RampantIvy · 18/04/2021 14:08

Very true, but I presume the bride and groom have paid for hire of the church on their wedding day and as such, want it to be a child free environment for the occasion.

A church is a public building, and any member of the public is entitled to watch a wedding ceremony in a church as it is classed as a public event. The bride and groom may pay for the use of the building, but they aren't entitled to exclusive use of it.

kittycorner · 18/04/2021 14:08

This is so awful @HuxleyDog I'm so sorry you, baby and DH are being treated this way. The couple sounds like they have some real hangups on the attention you & their new niece/nephew will get, this may impact other things too like family get togethers. Are your parents taking issue with you/dh/baby being uninvited too?

Different circumstances and not my brother but this happened to me the weekend I became a Mum (as in I became a Mum 2 days before a wedding) and it was a wedding that was about 5 hours from home. I received the comment that the bride was shocked I wasn't prioritising the most important day of her life. All I can do now is laugh about that sentiment. Utterly clueless.

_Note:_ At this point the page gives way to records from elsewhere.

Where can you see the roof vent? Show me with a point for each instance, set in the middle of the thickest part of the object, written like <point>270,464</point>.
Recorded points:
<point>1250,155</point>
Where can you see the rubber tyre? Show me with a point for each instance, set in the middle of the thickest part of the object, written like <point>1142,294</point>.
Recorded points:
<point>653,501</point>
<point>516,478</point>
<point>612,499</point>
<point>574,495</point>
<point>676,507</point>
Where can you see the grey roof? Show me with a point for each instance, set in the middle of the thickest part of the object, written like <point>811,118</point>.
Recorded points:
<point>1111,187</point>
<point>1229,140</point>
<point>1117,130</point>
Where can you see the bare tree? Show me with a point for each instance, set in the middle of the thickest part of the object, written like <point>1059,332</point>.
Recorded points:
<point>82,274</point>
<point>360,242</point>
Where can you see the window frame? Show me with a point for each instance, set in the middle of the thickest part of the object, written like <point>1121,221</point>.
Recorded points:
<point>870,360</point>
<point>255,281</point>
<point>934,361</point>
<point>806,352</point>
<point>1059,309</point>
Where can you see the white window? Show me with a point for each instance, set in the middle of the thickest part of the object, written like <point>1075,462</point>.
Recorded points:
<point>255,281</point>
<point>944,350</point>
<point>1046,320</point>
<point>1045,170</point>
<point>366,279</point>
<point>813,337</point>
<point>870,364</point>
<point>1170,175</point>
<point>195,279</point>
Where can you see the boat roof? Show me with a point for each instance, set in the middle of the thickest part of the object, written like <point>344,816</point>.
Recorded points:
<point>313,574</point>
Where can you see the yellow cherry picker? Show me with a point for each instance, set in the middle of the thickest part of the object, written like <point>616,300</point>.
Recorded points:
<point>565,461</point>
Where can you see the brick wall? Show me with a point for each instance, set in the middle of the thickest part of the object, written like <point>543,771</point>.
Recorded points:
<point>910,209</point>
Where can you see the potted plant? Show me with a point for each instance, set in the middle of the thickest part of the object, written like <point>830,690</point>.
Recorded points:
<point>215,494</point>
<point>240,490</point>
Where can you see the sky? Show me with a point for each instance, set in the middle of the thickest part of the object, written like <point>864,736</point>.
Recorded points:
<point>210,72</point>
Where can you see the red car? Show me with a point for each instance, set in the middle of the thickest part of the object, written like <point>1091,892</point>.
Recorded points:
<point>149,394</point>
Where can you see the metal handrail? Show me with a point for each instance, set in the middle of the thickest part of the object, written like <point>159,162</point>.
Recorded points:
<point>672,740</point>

Hold your head up high. I'd be honest if family/joint friends ask why you aren't there. Not in a spiteful way, but just the facts. Make sure their decisions are out in the open.

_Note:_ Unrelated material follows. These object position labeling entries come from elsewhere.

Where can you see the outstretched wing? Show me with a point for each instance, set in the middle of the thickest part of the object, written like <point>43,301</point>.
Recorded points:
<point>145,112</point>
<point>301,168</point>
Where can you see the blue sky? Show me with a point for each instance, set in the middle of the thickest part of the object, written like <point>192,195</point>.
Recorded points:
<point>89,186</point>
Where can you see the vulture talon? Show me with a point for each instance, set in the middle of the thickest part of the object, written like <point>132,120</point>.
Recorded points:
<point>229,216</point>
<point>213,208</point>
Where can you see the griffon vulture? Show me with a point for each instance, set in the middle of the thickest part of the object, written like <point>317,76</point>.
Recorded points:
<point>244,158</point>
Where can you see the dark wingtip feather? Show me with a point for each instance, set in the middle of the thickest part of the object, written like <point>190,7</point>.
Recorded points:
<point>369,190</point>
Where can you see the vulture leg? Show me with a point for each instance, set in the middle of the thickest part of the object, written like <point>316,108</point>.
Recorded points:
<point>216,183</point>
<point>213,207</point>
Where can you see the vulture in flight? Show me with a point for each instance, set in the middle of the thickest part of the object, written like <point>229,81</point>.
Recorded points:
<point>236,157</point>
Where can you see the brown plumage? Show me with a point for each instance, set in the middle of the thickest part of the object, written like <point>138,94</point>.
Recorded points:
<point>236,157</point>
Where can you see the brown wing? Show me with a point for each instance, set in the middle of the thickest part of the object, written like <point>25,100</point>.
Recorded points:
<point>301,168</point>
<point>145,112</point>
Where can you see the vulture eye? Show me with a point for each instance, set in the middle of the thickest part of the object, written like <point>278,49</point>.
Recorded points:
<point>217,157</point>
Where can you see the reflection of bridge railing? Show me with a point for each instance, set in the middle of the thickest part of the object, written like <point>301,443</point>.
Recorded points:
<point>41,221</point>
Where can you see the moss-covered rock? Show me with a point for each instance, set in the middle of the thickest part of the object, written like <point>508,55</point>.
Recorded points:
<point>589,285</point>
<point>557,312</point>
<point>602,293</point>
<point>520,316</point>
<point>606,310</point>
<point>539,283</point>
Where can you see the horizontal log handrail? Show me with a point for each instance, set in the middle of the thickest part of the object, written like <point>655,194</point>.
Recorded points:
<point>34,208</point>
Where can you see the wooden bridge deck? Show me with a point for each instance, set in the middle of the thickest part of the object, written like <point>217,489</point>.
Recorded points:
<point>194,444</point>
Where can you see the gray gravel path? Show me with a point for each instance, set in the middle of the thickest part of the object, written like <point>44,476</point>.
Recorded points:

1FootInTheRave · 18/04/2021 14:11

Selfish, horrible arse holes.

I wouldn't go, wouldn't apologise, send a 50p shite card and hold a grudge forever tbh.

Truly shitty behaviour.

Becstar90 · 18/04/2021 14:18

I would never let my family treat my partner like that. I wouldn't be going

Hadalifeonce · 18/04/2021 14:18

As a PP said, a wedding is a public event, and Covid rules allowing, any member of the public has a right to attend. If you, your baby and your DH wanted to attend the ceremony, no one could stop you. Depending in the future relationship (or not) you want with your brother, you could go just to wind them up.😉

GreyhoundG1rl · 18/04/2021 14:19

@Hadalifeonce

As a PP said, a wedding is a public event, and Covid rules allowing, any member of the public has a right to attend. If you, your baby and your DH wanted to attend the ceremony, no one could stop you. Depending in the future relationship (or not) you want with your brother, you could go just to wind them up.😉
Oh, ffs! Hmm
Tistheseason17 · 18/04/2021 14:20

So sad that your SIL is jealous of a new baby.
I actually think you won't end up going - a new baby cannot just fit around the bride's timings.

Physiometric · 18/04/2021 14:22

How ridiculous. The whole point and beauty of a wedding is for new family to meet each other, and for different generations to mix.

DungeonKeeper · 18/04/2021 14:22

However for harmonious relations I would leave baby outside with dh

I think they lost all rights to harmonious relations by uninviting the newborn and the DH.

Fuck being polite, I would be honest with anyone that asks why you’re not going. This isn’t about whether you would cope with a wedding and a newborn, this is about the bride and groom being arseholes.

Blankspace101 · 18/04/2021 14:24

It sounds like future SIL wants to ensure nothing upstages her! It’s a shame they are being like this and I understand why you are upset.

KoalaOok · 18/04/2021 14:25

I can understand them not wanting babies there but they can't expect you to go. How on earth do they think your husband will be a distraction? Is he a model?

Hesma · 18/04/2021 14:25

It sounds like the bride is worried about being upstaged on her big day and I totally get that. However it’s not feasible for you to attend without the baby so I would either leave baby with DH and go to ceremony and then home or just politely decline the invitation.

partyatthepalace · 18/04/2021 14:31

Baby is fair enough, but their position on your DH sounds like sulking to me.

Does your mum have any insight into what is going on? You don’t really want this turning into a thing, but they are being unreasonable and frankly bizarre.